A Phosphole Oxide Based Fluorescent Dye with Exceptional Resistance to Photobleaching: A Practical Tool for Continuous Imaging in STED Microscopy

掲載論文
C. Wang, A. Fukazawa,* M. Taki,* Y. Sato, T. Higashiyama,* and S. Yamaguchi,* Angew. Chem. Int. Ed., 2015 Early View. DOI: 10.1002/anie.201507939H
  • 生体内の分子の動きを視る蛍光イメージングは、現在の生物学研究に欠かせない研究手法の一つである。光を用いる蛍光イメージングでは、光の回折に起因する分解能の限界が存在し、200 nm を下回る物体の識別は理論的に不可能と思われていたが、1994年の STED (Stimulated Emission Depletion) 顕微鏡の開発を皮切りに、「200 nm の壁」を打ち破る超解像顕微鏡が現実のものとなり、生物学研究に大きなブレイクスルーをもたらした。STED 顕微鏡は、従来の蛍光顕微鏡の限界を大きく上回る高い空間分解能によって、これまで識別が難しかった細胞内小器官の構造やタンパク質の動きなどの観察を可能にした。しかし、強いレーザー光の照射を必要とすることから、蛍光色素の褪色が激しく、長時間のライブイメージングや繰り返し観察などの実践的なバイオイメージングへの応用が困難であり、強力なレーザー光の照射にも耐えうる新たな蛍光色素の開発が求められている。

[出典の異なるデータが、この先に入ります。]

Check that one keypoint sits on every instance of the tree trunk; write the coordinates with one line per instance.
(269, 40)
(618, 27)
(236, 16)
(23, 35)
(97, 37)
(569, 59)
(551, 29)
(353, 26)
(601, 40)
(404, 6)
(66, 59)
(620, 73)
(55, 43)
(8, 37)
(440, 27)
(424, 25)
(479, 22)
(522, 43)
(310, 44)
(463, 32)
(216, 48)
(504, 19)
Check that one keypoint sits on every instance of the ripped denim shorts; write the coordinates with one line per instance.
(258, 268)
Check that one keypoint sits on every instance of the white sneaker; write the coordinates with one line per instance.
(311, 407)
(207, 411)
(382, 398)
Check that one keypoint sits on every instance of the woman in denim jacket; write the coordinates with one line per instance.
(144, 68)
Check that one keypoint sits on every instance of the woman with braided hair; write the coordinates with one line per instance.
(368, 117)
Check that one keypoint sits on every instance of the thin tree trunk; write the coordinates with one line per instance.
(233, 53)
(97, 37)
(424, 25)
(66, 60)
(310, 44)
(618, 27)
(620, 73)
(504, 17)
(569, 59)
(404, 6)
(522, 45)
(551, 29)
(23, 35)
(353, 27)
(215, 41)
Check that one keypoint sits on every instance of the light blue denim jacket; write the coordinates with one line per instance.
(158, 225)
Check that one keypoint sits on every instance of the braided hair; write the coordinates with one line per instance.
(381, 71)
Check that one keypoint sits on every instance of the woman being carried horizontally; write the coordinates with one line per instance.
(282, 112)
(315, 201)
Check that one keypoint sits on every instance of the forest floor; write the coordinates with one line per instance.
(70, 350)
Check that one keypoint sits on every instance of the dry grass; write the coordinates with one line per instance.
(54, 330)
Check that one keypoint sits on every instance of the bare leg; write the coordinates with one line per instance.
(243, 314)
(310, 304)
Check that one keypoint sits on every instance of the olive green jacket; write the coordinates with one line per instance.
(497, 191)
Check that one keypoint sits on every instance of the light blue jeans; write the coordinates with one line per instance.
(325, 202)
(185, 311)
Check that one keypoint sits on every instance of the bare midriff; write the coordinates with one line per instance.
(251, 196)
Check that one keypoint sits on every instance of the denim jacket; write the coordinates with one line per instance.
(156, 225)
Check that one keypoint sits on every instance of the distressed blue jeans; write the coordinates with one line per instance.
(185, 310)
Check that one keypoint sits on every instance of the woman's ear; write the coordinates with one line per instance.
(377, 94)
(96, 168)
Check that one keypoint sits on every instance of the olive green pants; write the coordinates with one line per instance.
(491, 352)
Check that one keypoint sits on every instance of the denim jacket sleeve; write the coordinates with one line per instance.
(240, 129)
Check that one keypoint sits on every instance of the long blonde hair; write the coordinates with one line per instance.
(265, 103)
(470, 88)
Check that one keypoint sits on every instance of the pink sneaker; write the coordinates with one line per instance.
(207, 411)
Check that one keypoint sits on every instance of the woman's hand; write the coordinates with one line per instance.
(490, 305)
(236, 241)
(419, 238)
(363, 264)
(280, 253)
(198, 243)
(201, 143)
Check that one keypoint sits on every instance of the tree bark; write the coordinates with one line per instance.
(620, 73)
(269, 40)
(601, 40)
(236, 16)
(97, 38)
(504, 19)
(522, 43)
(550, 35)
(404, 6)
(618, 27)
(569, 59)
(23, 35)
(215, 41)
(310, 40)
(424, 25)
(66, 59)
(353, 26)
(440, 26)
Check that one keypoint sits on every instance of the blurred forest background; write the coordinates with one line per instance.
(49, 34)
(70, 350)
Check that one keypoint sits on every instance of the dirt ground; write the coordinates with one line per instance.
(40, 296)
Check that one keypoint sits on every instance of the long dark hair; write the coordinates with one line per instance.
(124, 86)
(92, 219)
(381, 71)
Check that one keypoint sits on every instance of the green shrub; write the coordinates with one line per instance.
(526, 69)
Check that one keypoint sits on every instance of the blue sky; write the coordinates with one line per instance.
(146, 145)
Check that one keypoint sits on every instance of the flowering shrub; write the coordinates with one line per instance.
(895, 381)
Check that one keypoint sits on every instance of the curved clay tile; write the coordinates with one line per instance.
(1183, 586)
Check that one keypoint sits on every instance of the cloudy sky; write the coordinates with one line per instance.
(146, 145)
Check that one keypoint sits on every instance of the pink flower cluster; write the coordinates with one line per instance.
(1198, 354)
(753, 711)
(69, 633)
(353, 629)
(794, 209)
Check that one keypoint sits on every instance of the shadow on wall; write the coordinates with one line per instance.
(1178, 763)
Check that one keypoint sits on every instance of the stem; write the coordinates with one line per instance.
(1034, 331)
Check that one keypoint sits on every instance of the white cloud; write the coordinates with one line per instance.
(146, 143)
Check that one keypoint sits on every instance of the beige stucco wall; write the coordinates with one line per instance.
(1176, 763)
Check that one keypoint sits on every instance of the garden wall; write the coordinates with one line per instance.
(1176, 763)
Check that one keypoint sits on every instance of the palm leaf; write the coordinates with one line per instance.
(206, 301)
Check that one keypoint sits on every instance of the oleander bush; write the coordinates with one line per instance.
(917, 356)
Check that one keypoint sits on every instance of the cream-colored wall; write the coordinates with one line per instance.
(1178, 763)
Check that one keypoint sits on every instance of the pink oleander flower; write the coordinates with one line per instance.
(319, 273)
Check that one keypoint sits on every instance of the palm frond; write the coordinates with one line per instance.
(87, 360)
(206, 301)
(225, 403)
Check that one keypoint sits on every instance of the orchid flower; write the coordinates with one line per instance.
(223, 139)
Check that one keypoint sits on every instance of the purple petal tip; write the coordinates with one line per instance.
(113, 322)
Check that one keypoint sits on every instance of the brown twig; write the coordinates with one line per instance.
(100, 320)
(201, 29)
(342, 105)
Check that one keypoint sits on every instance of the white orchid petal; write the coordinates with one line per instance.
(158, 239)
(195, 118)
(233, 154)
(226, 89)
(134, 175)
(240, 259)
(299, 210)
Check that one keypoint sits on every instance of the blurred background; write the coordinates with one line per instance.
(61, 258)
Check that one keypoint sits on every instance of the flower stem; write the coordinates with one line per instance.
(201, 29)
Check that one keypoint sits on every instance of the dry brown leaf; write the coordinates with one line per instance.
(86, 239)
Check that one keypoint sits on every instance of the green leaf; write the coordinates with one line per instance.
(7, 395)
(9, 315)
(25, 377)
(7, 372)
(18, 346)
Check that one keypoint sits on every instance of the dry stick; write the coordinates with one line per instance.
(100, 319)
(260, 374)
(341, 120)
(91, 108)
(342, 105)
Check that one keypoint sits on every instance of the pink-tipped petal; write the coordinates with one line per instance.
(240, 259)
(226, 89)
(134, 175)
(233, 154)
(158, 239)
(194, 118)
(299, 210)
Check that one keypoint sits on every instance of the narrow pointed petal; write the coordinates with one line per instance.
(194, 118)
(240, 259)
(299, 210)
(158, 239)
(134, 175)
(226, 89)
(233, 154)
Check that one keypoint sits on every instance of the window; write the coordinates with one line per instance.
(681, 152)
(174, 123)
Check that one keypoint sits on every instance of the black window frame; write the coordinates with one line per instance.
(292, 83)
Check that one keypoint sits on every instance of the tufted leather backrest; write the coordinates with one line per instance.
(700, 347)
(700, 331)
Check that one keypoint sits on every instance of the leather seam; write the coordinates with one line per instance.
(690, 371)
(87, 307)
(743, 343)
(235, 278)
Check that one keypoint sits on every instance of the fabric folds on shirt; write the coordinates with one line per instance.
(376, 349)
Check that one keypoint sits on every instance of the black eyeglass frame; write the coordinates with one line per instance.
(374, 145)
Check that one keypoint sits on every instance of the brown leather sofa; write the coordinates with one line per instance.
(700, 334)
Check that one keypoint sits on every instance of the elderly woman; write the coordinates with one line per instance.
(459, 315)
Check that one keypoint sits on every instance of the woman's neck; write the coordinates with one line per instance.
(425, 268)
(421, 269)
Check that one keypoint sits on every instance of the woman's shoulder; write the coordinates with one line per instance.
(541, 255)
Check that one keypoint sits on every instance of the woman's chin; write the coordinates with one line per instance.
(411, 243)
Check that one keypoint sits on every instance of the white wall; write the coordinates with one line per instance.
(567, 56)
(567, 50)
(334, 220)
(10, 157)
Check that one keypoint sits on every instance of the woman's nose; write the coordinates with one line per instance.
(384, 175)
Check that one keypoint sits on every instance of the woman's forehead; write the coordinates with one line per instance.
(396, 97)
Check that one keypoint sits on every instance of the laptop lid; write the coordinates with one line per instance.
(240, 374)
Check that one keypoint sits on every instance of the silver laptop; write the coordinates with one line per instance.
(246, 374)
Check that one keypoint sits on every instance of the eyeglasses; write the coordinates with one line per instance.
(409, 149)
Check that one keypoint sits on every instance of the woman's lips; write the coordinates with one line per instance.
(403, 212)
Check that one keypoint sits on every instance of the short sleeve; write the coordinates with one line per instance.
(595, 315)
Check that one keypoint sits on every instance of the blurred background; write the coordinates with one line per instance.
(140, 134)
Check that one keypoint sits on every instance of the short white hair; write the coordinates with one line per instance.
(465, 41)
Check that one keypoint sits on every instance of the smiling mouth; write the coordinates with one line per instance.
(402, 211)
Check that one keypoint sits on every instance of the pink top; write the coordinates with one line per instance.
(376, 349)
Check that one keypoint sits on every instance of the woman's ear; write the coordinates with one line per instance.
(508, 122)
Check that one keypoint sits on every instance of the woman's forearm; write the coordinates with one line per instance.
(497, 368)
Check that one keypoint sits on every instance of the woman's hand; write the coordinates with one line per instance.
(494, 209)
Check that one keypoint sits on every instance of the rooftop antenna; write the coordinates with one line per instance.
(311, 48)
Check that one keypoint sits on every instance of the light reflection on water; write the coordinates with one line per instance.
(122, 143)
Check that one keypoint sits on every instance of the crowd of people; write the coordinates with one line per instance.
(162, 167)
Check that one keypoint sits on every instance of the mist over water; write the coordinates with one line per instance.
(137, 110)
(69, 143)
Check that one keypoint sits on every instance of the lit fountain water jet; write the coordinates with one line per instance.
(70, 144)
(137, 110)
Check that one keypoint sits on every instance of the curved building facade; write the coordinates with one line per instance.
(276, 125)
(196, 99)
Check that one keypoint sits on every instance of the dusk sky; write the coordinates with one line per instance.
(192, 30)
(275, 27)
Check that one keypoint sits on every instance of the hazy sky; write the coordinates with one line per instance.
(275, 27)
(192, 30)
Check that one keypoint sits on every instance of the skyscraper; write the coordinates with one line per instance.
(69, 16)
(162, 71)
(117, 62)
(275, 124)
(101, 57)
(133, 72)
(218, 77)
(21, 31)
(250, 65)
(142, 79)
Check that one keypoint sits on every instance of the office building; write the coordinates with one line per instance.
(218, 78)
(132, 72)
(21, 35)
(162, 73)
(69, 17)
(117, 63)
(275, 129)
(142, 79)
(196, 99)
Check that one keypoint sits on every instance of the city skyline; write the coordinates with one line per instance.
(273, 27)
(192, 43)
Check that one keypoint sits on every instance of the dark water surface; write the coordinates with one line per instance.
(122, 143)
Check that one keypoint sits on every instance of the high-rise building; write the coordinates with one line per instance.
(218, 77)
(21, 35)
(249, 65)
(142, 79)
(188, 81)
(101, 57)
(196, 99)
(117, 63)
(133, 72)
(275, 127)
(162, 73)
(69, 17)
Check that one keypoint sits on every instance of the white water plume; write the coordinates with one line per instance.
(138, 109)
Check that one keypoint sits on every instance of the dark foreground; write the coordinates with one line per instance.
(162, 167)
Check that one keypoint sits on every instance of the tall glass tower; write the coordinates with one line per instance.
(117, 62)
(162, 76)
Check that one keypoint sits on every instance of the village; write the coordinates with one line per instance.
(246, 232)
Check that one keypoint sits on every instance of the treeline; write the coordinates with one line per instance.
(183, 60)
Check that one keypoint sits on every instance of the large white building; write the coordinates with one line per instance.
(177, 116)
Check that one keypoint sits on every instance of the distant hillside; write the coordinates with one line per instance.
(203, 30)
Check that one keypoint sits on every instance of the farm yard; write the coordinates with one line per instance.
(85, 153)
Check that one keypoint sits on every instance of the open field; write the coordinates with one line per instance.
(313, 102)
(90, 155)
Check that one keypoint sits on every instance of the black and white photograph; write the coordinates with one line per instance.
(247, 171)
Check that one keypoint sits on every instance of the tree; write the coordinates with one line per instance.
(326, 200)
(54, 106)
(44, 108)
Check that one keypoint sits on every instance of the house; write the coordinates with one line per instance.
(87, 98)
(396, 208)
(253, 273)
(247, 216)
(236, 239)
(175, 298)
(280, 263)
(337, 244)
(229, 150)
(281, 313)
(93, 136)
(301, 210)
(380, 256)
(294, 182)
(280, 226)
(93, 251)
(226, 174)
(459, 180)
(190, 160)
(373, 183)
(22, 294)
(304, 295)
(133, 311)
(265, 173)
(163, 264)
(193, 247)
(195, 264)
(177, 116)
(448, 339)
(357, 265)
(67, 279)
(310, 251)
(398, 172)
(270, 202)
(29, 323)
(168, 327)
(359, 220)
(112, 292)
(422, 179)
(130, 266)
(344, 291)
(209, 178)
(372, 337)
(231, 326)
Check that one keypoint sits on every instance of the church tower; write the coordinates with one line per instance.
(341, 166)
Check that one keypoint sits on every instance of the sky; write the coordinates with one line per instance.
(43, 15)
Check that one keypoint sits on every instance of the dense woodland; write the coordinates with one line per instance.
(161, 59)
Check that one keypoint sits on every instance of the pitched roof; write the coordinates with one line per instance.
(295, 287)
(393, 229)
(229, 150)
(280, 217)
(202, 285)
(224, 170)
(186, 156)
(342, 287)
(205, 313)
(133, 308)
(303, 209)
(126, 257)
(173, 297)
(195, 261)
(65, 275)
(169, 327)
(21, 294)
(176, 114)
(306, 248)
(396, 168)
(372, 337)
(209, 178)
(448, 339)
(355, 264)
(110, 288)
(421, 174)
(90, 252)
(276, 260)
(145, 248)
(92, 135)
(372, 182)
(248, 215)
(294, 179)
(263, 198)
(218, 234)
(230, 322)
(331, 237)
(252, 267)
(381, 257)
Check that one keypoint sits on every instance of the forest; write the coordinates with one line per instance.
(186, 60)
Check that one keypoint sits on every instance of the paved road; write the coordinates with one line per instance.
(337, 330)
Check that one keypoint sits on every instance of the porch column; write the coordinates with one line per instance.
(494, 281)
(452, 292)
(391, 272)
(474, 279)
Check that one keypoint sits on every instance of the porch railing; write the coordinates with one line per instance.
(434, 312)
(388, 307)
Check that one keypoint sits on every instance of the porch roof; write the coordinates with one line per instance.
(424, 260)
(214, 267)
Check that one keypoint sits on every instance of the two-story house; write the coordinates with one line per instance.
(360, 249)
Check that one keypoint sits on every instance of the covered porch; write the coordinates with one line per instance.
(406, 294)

     これに対して我々は、15族元素リンを含む蛍光分子ベンゾホスホールオキシドの構造–光物性相関について調べる過程において、ホスフィンオキシドと炭素で架橋した構造をもつ分子 C-Naphox が例外的に高い耐光性をもつことを見出した。C-Naphox は、耐光性の高い蛍光イメージング用色素として知られる Alexa Fluor® 488 や ATTO 488 を凌駕する耐光性を有しており、極めて強いレーザー光照射条件下で STED イメージングを50回繰り返し行っても、83%の初期蛍光強度を保持できることを明らかにした。同条件で Alexa Fluor® 488 を用いた場合には5回の繰り返し測定でほぼ完全に褪色してしまうことと対照的な結果であり、従来の蛍光色素では不可能であった長時間にわたる超解像蛍光イメージングの実現につながることが期待できる。